在KafkaController#onControllerFailover方法中,会向zk注册一个brokerChangeHandler,它主要监听/brokers/ids下的子节点变化事件,我们知道该节点下就是每一个broker的id,里面的数据是broker的ip端口,协议等信息
BrokerChangeHandler的源码如下

1
2
3
4
5
6
7
class BrokerChangeHandler(controller: KafkaController, eventManager: ControllerEventManager) extends ZNodeChildChangeHandler {
override val path: String = BrokerIdsZNode.path

override def handleChildChange(): Unit = {
eventManager.put(controller.BrokerChange)
}
}

处理逻辑

事件的处理逻辑在BrokerChange类中,isActive之前也说过了,表示当前broker是否是Controller,这里我们要明确一点时,broker的上下线事件只能由Controller处理,其他broker虽然也会监听/brokers/ids节点,但不会做任何处理

process方法中的curBrokers表示zk中当前的broker列表信息,liveOrShuttingDownBrokerIds表示本地缓存的broker列表信息,假设liveOrShuttingDownBrokerIds是[0,1,2],如果新增了一个broker3,curBrokers就是[0,1,2,3];如果broker2下线了,curBrokers就是[0,1]。

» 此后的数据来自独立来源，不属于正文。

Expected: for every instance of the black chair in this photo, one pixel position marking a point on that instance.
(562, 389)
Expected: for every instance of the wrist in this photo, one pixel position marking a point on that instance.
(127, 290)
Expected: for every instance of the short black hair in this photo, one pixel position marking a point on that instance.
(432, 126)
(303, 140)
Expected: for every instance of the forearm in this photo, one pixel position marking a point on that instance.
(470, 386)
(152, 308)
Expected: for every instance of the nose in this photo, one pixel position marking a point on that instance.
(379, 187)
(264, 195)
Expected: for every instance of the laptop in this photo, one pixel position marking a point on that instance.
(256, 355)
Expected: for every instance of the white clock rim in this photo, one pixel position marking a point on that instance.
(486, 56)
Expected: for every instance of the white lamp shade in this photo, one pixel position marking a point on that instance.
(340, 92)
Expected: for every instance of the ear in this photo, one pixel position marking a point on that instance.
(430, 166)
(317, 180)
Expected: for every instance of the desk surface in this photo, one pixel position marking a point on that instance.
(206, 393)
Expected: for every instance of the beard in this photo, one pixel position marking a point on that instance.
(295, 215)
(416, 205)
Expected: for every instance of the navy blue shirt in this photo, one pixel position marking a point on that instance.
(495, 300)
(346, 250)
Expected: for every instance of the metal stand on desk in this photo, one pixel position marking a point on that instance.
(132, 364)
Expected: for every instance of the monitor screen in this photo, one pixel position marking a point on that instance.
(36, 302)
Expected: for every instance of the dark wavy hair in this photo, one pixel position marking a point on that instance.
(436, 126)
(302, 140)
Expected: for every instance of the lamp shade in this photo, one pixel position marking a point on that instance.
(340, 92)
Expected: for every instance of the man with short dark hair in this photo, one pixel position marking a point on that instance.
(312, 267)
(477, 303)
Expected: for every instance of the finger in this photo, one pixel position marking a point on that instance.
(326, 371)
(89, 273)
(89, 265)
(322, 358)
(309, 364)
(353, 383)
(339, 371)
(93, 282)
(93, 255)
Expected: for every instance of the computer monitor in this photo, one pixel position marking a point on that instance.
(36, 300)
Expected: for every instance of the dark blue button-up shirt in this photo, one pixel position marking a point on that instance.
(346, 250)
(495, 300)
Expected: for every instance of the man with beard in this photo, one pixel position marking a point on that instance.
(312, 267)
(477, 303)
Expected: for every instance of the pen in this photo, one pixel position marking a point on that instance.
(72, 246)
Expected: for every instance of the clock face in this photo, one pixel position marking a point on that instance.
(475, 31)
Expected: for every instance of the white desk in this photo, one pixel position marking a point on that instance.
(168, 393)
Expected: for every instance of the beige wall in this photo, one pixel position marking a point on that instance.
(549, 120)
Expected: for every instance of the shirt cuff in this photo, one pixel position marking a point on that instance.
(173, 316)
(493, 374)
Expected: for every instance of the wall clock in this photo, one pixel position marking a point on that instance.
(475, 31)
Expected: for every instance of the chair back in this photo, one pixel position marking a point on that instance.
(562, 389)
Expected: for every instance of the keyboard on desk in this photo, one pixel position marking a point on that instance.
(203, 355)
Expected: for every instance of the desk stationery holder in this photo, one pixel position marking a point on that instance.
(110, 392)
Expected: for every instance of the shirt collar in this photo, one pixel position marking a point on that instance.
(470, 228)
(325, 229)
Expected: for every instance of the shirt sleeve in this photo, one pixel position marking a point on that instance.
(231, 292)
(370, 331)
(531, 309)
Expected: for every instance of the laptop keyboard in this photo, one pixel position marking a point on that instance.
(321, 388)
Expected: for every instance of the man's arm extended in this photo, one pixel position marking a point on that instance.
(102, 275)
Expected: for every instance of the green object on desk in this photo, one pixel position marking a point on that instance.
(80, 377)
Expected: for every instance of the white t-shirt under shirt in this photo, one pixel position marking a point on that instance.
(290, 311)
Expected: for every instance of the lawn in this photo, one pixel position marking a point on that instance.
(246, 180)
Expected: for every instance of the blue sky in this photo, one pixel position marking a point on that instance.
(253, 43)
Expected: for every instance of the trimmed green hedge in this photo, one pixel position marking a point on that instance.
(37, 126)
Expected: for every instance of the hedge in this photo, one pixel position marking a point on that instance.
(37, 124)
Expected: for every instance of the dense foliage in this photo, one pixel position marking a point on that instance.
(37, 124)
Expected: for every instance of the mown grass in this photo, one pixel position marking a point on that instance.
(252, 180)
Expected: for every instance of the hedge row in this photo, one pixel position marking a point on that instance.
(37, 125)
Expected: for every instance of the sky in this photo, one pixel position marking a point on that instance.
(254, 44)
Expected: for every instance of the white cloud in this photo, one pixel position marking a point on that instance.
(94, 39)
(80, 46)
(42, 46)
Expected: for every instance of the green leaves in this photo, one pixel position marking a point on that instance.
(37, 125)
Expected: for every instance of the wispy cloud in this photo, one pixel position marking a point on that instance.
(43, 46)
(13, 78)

只需要简单的对curBrokers和liveOrShuttingDownBrokerIds做差集运算,我们就知道上线和下线的broker集合分别是什么,这也是该方法前半部分的大致思路

1
2
3
4
5
6
7
8
9
10
11
12
13
14
15
16
17
18
19
20
21
22
23
24
25
26
27
28
29
30
31
32
33
34
35
36
case object BrokerChange extends ControllerEvent {
override def state: ControllerState = ControllerState.BrokerChange

override def process(): Unit = {
if (!isActive) return
// 获取zk中当前所有broker的信息
val curBrokers = zkClient.getAllBrokersInCluster.toSet
val curBrokerIds = curBrokers.map(_.id)
val liveOrShuttingDownBrokerIds = controllerContext.liveOrShuttingDownBrokerIds
// 新增的broker
val newBrokerIds = curBrokerIds -- liveOrShuttingDownBrokerIds

val deadBrokerIds = liveOrShuttingDownBrokerIds -- curBrokerIds

// 新broker的信息
val newBrokers = curBrokers.filter(broker => newBrokerIds(broker.id))
// 更新缓存
controllerContext.liveBrokers = curBrokers

val newBrokerIdsSorted = newBrokerIds.toSeq.sorted
val deadBrokerIdsSorted = deadBrokerIds.toSeq.sorted
val liveBrokerIdsSorted = curBrokerIds.toSeq.sorted
info(s"Newly added brokers: ${newBrokerIdsSorted.mkString(",")}, " +
s"deleted brokers: ${deadBrokerIdsSorted.mkString(",")}, all live brokers: ${liveBrokerIdsSorted.mkString(",")}")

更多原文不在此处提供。